Although consumers may be dragging their feet, waiting for a glut of new models looming on Chrysler's horizon, it hasn't hampered the company's sales results. In fact, the automaker says its four brands collectively posted a 17-percent increase in sales during November 2010.
Through the first 11 months of the year, Chrysler, Dodge, Jeep, and Ram each had sales increases of at least 4 percent. Car sales among all brands were down slightly last month, but truck sales were up 24 percent compared to November 2009.
The only Chrysler to post a sales increase in November was the PT Cruiser. A total of 441 of the retromobiles were sold in November 2010, above the 310 moved in November of last year. Sebring sales were less than half what they were in November 2009, and 300 sedan sales dropped by a third. Not surprisingly, the Town & Country minivan carried the brand with 6543 sales, down 9 percent year-over-year, but up 35 percent year-to-date. Put another way, the minivan accounted for nearly 70 percent of Chrysler's November sales, which were down 23 percent.

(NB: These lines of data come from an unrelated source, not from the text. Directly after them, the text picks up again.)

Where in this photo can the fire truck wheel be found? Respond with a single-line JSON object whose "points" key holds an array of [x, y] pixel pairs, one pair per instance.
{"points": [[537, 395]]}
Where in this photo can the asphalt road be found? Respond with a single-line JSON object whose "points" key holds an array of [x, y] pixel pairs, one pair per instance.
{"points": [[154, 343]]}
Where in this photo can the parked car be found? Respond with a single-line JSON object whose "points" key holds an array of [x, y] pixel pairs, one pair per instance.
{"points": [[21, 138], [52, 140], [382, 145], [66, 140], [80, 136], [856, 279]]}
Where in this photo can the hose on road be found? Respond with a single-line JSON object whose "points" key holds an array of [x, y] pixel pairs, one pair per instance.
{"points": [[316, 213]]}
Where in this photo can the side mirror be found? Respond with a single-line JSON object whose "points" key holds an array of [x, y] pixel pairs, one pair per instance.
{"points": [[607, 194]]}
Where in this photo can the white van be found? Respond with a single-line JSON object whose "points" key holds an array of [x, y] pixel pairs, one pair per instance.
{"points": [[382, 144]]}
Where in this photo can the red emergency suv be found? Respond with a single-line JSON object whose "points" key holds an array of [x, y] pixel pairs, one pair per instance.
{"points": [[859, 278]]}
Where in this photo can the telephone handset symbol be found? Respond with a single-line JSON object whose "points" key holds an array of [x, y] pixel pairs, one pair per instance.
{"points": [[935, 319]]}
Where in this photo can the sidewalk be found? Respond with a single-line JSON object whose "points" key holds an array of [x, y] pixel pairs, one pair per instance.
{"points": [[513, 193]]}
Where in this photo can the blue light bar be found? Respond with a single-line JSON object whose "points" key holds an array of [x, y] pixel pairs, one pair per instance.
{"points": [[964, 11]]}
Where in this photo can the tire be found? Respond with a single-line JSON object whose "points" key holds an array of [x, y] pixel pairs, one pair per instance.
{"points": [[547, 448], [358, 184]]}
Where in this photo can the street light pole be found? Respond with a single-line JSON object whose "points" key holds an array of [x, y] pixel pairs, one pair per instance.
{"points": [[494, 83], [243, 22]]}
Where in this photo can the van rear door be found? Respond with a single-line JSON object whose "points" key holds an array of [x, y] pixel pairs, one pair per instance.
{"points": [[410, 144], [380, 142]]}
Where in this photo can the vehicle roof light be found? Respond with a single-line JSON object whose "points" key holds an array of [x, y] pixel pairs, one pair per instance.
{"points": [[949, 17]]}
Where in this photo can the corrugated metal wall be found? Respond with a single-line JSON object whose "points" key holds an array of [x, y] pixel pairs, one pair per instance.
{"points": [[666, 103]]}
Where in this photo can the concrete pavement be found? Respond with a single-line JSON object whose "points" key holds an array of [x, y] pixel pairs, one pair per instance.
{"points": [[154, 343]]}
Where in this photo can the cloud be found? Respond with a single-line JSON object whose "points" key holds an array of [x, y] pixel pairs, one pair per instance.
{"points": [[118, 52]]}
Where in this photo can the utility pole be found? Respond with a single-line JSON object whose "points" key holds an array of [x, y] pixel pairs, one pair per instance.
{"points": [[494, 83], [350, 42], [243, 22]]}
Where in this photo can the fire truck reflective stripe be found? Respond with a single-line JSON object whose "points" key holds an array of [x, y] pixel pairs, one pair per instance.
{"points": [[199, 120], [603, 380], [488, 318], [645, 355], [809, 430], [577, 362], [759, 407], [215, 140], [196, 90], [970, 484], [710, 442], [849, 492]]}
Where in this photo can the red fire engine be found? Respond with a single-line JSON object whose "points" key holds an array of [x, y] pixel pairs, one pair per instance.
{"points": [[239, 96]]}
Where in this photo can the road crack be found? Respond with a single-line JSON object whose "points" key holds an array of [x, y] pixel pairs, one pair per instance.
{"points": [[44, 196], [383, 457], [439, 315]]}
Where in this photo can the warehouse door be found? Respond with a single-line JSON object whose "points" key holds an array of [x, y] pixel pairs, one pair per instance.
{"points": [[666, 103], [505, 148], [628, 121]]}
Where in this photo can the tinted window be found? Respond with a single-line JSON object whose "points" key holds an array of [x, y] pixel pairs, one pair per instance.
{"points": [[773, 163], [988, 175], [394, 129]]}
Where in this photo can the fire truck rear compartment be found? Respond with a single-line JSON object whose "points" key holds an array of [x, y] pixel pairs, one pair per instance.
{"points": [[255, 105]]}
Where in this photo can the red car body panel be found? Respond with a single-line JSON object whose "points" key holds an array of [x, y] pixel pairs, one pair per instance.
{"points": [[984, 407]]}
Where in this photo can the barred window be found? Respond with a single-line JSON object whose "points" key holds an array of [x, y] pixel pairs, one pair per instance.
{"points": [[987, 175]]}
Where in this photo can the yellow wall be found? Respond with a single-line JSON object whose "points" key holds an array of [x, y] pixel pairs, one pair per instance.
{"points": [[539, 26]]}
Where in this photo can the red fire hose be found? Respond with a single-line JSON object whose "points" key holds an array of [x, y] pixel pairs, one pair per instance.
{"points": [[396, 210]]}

Dodge's minivan hasn't fared as well as the Chrysler, with the Grand Caravan seeing sales slide 28 percent in November. The second best seller was the Caliber, which shot up 666 percent. Challenger muscle car sales increased 22 percent last month, with 2497 units sold. Nitro SUV sales almost doubled while Journey crossover sales halved, compared to November 2009. The Dodge brand overall had a decrease of 12 percent year-over-year, but look for that to change once the new Durango heads to dealerships.
Now that Ram trucks is a separate division from Dodge, Jeep was the volume brand in November. Sales increased 58 percent, led by -- surprise! -- the Grand Cherokee. Nearly 11,000 units were sold in November. Last month, Jeep found 12,721 buyers for the new SUV. The Wrangler, with its new interior, was up 34 percent, outselling every Dodge model. The Compass and Liberty were flat in November, and the Patriot was up 43 percent on a year-over-year basis.
Ram was up 67 percent in November, thanks to an 86-percent sales increase from the basic Ram truck lineup. Year-to-date, the truck is up 7 percent. The Dakota remains the only other model sold by the Ram brand, and the midsize truck contributed 834 units in November.
What effect do you think Chrysler's new and upcoming models will have on sales?